GlaxoSmithKline recently announced it will be conducting clinical tests on a new Ebola vaccine in partnership with the US National Institutes of Health’s Vaccine Research Center. The company noted that although it is in talks with regulators to initiate a phase 1 clinical trial later this year, it will be a while before full-scale testing can be done.

“Clinical development for a new vaccine is a long, complex process, often lasting 10 years or more,” the company said. ”It is difficult to accelerate this process because of the many important steps that a candidate vaccine must go through to ensure that it is safe and effective.”

A Reuters story reported that three emergency labs are ready to manufacture large quantities of vaccines and therapeutics if they are deemed safe and ready to be used. Known as Centers for Innovation in Advanced Development and Manufacturing, the labs are a joint effort between the US Department of Health and Human Services and private industry “to respond to pandemics or chemical, biological, radiological or nuclear threats.”

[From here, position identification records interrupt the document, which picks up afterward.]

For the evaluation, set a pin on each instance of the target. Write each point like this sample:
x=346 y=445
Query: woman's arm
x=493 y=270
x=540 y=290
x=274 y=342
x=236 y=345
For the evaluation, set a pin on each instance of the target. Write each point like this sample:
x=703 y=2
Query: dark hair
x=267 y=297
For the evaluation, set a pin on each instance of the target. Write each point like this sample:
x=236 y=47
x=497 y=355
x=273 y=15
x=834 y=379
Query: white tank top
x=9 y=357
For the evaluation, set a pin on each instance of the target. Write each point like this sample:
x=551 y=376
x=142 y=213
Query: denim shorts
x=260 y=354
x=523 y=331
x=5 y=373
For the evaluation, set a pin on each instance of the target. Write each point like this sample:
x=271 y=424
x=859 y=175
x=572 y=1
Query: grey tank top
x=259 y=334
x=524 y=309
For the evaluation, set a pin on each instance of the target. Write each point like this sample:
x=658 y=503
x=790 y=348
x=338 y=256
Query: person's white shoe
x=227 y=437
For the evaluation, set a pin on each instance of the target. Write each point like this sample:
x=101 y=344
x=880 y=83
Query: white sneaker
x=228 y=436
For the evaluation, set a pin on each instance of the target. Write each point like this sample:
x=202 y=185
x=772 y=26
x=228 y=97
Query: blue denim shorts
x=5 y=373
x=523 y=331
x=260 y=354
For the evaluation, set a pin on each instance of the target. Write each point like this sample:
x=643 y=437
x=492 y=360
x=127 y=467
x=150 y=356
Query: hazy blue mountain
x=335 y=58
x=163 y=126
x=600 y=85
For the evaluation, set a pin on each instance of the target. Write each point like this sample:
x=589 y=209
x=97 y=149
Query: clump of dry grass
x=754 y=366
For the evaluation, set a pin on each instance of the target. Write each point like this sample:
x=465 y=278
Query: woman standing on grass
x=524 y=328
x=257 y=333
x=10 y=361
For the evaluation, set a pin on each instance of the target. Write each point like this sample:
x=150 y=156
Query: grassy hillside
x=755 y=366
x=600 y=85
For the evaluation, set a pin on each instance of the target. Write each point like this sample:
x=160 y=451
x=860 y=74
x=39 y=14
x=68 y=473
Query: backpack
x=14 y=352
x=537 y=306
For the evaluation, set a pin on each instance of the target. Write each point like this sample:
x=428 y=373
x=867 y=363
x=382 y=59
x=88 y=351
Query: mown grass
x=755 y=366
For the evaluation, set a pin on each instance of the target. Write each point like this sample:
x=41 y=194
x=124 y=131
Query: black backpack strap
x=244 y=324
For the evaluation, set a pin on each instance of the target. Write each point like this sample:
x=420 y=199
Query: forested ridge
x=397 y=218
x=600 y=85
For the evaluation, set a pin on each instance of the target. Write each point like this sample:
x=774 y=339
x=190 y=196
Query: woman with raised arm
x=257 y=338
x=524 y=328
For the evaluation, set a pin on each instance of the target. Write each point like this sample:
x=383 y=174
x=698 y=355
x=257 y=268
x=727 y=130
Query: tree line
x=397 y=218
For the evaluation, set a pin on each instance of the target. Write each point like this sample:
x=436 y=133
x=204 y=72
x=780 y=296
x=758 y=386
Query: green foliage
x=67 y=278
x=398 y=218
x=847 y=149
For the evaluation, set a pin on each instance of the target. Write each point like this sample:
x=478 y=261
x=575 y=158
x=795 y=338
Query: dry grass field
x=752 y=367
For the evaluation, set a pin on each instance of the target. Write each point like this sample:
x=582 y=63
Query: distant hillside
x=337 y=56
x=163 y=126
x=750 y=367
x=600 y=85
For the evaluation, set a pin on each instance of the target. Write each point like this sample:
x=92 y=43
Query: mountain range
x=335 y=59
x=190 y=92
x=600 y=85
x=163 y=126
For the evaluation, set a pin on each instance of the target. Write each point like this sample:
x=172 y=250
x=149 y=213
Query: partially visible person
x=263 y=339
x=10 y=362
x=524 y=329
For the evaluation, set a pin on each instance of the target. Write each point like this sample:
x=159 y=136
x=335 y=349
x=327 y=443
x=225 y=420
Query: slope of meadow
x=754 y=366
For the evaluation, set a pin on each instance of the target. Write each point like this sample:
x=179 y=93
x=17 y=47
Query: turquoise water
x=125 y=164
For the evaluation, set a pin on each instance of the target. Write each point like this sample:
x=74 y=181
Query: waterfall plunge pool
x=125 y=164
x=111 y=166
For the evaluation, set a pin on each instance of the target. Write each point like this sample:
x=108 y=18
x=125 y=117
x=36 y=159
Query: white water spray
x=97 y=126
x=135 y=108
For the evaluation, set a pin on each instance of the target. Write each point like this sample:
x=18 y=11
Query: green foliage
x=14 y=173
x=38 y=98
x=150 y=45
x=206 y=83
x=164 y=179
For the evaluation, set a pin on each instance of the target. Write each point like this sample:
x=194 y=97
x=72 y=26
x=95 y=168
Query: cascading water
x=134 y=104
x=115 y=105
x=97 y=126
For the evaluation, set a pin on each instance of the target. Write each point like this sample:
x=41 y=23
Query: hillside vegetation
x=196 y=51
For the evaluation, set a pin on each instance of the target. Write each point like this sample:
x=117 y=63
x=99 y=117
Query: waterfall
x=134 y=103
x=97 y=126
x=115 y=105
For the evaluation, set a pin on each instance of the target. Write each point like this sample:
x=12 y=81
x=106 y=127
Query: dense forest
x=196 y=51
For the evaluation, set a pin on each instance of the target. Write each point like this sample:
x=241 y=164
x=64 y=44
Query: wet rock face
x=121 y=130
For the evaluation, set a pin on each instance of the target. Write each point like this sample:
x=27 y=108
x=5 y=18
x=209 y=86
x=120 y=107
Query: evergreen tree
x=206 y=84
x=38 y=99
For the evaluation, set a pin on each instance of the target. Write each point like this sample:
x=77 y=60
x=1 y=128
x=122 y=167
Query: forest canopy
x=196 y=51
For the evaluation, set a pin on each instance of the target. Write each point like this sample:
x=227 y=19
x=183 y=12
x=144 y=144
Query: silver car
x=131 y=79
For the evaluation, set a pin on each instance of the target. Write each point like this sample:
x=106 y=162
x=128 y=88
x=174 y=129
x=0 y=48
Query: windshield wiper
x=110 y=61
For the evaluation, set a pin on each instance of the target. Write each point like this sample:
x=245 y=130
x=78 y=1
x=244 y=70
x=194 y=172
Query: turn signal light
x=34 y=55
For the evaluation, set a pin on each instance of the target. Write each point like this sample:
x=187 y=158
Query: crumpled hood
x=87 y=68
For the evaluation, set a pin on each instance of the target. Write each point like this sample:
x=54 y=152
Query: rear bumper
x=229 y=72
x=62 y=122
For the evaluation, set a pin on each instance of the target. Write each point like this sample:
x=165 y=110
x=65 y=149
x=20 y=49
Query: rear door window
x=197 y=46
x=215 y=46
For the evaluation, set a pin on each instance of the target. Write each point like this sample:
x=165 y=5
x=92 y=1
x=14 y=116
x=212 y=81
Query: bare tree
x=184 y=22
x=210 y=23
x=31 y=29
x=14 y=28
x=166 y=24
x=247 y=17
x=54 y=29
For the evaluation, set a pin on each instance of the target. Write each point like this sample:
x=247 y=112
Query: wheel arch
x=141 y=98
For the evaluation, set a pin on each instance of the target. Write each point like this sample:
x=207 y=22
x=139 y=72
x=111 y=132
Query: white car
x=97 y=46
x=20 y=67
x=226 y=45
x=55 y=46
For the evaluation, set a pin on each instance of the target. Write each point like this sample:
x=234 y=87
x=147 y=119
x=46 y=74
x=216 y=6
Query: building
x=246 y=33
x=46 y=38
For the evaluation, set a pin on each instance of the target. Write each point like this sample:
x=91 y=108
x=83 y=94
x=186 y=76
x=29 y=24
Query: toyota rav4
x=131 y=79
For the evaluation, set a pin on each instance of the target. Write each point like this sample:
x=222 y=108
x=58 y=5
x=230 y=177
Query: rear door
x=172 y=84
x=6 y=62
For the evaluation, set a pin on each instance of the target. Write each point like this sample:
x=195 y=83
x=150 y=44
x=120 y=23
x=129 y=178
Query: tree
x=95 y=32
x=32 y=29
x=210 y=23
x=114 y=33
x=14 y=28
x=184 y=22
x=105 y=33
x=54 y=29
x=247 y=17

One facility located at the Texas A&M Health Science Center is described in the story as consisting of “a dozen bus-length mobile clean rooms, each supplied with sterile air, nutrient media for growing cells, and other clean-manufacturing requirements.”

“We are prepared to make any kind of vaccine,” said Brett Giroir, chief executive of the facility. “The whole idea is to take a process that may exist only on sticky notes at a small biotech company and scale it up as fast as possible.”

According to Giroir, the three labs could combine to make 50 million doses of a vaccine in 12 weeks in the event of a pandemic influenza, but the number of doses required for an Ebola outbreak would be much smaller.

“Even if Ebola were spreading here, it’s not an airborne transmissible disease like influenza so you wouldn’t need 50 million doses. At most you’d need a few thousand, maybe a million.”